Too many Aboriginal women and men end up in jail. What impact does this have on our community’s greater well-being? How can we allow a generation of women and men to be lost to incarceration?

As a mum, I cannot imagine how Miss Dhu’s mother and family must be feeling today. It may be some small consolation to them that people from all over Australia are thinking of their daughter. But their grief is unimaginable to me. As we stood there this morning, one sister requested that Archie Roach’s song,  Child play. We bowed our heads as this beautiful, sorrowful yet hauntingly appropriate hymn was played.  So many, too many souls now gone. Few stood there today without tears and breaking in their hearts.

The Royal Commission into Aboriginal Deaths in Custody was a comprehensive investigation and clear direction forward into matters of black deaths in custody. I remember how excited we were when the report was published, followed by anger when, over the proceeding decade, it became clear that few of the report’s recommendations had been or would be implemented.

The ongoing over-representation of Aboriginal and Torres Strait Islander people in the criminal justice system is a matter of national importance. Yet it receives scant public interest, and apparently even less policy interest. Aboriginal and Torres Strait Islander people are more likely to be killed while in police custody than by the so-called menace of terrorism. Yet where are the advertising campaigns and press interest? If you’re not seen as human, your deaths and your sorrow are not as important as others.

I have a (slight) hope that Miss Dhu’s unnecessary and senseless death puts a spotlight on Australia, and leads to change. We must continue to talk about the this issue, to keep it in the national spotlight, whether it be through the streets, or in other ways, like art, movies, literature, academic writing, classroom activities. We must continue to keep talking, for to stop means we no longer exist.

My thoughts are prayers are with Miss Dhu’s family, and many other families around the continent, whose loved ones were taken from them too early.


5 thoughts on “Miss Dhu and the fight to end Black Deaths in Custody”

  1. Thank you, Leesa, for sharing your reflections from the Brisbane Chapter of the National Day of Action. Along with stolen cultural heritage we have to struggle to retain, the everyday indignities we are meant to endure, the unjust deaths of our people bring us all to deep, deep concern about what more this society wants from us. Like you, I can't imagine what Miss Dhu's family must be enduring, I can't imagine what Miss Dhu herself endured in her final hours at the hands of those who were by Australian law responsible for her. I can't imagine.

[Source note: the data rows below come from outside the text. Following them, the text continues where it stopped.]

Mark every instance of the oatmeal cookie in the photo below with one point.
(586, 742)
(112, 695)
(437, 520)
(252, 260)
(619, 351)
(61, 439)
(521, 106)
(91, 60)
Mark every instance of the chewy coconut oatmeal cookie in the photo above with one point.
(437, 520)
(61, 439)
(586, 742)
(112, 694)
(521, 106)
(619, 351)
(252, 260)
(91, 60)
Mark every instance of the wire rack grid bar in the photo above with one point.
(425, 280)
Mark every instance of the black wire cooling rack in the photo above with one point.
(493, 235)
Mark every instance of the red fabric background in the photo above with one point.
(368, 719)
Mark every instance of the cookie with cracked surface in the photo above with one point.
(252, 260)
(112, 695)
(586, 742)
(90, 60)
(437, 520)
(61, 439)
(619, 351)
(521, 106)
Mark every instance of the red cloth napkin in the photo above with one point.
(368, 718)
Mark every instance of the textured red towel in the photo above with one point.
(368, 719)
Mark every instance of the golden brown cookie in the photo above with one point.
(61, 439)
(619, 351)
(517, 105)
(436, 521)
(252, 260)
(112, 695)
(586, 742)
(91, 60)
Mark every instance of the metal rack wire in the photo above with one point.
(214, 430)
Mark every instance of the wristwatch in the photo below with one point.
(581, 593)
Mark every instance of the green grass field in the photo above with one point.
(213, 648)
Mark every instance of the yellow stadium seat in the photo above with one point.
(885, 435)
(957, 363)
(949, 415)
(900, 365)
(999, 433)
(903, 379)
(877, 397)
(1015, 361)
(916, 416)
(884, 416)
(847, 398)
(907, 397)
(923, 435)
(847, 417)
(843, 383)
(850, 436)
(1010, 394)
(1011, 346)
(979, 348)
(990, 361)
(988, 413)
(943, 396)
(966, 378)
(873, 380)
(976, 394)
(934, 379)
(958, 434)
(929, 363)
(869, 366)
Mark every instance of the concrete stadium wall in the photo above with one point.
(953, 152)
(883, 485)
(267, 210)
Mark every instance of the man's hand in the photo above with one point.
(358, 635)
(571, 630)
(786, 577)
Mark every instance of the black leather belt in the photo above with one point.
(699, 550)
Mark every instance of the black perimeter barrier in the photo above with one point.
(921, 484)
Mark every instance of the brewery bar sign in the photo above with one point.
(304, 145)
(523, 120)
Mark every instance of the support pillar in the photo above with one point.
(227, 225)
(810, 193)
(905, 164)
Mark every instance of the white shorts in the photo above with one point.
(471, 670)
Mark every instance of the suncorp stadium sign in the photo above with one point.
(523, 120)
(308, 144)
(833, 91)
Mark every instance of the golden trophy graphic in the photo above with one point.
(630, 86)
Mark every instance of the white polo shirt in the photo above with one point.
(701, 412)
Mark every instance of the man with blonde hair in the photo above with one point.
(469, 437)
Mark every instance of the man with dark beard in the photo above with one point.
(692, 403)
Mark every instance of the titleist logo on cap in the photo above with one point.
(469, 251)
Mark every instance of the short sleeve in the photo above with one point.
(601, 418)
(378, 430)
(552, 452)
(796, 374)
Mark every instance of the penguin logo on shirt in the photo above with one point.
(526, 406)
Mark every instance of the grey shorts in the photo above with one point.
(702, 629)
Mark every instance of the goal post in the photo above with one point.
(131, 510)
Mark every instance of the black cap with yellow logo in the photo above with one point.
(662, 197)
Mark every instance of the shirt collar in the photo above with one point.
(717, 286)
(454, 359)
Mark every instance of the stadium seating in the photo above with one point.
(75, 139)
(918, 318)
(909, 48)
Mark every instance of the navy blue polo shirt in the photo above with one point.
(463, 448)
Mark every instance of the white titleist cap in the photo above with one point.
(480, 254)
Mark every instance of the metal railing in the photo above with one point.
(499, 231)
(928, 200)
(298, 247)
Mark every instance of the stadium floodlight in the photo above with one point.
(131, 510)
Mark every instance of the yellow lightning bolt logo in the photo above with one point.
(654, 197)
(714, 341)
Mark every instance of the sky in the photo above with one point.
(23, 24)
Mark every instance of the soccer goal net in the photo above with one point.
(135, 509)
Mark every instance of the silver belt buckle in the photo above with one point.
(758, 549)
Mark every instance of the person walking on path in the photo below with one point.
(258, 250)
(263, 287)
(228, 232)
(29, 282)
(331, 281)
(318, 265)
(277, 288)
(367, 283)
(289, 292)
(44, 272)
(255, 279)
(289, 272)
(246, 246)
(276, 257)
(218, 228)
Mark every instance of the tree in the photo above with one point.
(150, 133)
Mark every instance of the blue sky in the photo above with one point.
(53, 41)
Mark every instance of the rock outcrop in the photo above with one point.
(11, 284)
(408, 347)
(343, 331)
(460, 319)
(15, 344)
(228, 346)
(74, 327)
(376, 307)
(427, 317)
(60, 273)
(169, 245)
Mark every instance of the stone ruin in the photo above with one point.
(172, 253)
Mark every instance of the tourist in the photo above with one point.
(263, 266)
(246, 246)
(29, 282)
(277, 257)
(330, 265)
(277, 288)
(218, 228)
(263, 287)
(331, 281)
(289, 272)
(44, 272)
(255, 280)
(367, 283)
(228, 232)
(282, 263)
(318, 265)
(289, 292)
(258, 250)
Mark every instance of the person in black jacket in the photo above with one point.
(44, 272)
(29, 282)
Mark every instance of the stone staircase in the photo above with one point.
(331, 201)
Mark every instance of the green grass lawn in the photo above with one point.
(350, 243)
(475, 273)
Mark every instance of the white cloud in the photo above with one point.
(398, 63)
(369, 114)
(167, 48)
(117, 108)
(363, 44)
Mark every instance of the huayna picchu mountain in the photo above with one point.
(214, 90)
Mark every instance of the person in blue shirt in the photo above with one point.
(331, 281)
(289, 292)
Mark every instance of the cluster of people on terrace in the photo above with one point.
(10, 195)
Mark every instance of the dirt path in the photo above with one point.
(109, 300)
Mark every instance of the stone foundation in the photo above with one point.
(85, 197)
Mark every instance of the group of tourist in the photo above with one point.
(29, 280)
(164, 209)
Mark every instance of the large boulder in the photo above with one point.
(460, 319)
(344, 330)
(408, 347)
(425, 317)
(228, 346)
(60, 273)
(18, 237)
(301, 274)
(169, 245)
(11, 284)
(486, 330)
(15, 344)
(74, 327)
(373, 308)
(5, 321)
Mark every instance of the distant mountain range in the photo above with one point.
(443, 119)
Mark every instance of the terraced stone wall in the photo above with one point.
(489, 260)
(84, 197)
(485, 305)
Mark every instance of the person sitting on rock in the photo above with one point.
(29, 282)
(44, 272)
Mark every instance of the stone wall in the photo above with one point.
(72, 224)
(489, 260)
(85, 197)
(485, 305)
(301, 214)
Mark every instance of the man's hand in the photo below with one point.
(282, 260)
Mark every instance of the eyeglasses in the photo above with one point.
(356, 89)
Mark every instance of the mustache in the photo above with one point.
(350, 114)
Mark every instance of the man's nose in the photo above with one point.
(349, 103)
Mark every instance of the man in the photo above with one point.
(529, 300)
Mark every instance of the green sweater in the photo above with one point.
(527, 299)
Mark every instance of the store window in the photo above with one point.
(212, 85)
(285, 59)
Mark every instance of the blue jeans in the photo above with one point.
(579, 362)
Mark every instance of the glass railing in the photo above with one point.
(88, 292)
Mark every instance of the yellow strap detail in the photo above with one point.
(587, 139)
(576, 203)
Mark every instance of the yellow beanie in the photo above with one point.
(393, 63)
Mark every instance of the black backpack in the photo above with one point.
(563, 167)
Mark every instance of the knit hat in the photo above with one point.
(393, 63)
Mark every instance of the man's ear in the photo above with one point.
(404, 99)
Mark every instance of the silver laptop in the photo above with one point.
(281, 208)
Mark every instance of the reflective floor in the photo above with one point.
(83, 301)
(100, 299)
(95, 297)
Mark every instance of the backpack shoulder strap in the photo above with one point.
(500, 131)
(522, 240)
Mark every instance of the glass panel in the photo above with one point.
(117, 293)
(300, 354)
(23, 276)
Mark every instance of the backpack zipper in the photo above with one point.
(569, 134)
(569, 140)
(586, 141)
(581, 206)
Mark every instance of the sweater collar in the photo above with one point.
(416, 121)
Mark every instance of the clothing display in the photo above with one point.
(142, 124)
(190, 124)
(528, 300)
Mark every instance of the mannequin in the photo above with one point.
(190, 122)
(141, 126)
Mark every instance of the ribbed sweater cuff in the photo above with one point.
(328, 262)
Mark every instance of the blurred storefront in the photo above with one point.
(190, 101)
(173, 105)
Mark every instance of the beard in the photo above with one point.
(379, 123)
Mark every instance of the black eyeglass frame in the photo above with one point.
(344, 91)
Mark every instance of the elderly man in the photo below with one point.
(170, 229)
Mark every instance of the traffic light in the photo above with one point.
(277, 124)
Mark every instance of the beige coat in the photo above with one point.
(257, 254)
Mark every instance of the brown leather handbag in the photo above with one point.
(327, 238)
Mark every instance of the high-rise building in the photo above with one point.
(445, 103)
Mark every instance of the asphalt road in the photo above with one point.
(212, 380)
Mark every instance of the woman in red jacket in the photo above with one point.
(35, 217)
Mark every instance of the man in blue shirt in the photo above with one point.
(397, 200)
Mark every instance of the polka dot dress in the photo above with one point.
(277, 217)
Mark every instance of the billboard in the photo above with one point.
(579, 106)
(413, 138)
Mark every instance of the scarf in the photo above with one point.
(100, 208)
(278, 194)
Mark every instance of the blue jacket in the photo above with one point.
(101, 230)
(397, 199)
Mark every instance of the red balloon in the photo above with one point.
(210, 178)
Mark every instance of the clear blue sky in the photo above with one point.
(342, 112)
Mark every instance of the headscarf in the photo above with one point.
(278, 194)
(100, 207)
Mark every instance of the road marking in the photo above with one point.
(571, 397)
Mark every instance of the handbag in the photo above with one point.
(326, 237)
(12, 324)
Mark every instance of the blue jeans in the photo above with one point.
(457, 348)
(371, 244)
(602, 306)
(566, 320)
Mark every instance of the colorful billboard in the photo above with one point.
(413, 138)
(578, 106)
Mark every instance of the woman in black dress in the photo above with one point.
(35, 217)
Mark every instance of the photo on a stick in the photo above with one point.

  2. Will nurses working in watch houses help to prevent this fatal neglect and discrimination? I have been listening to the debate with the nurses' union saying they don't want nurses and paramedics on duty to support and aid those who are locked up and may be sick, injured or drug affected. Seems like in some communities police can't act with dignity and a duty of care. Other professionals like medicos might offer some greater respect from the outset and be able to bear witness to this discrimination. In some eyes one life seems more worthy than others. I always notice this with homicides and the media attention some victims get over others. No more words to describe this terribleness.

    1. Having trained medical staff certainly couldn't hurt. This issue is also the criminalisation of certain acts – like substance abuse and/or fines. If she hadn't been picked up for the fine in the first place, she would have had an opportunity to get to medical help without the "shadow" of being an offender. We also know that the the law is applied unevenly. Had she lived in a different place (like in an upper-socio-economic area of a large city) and if she were a White Australian, she would have been treated much differently.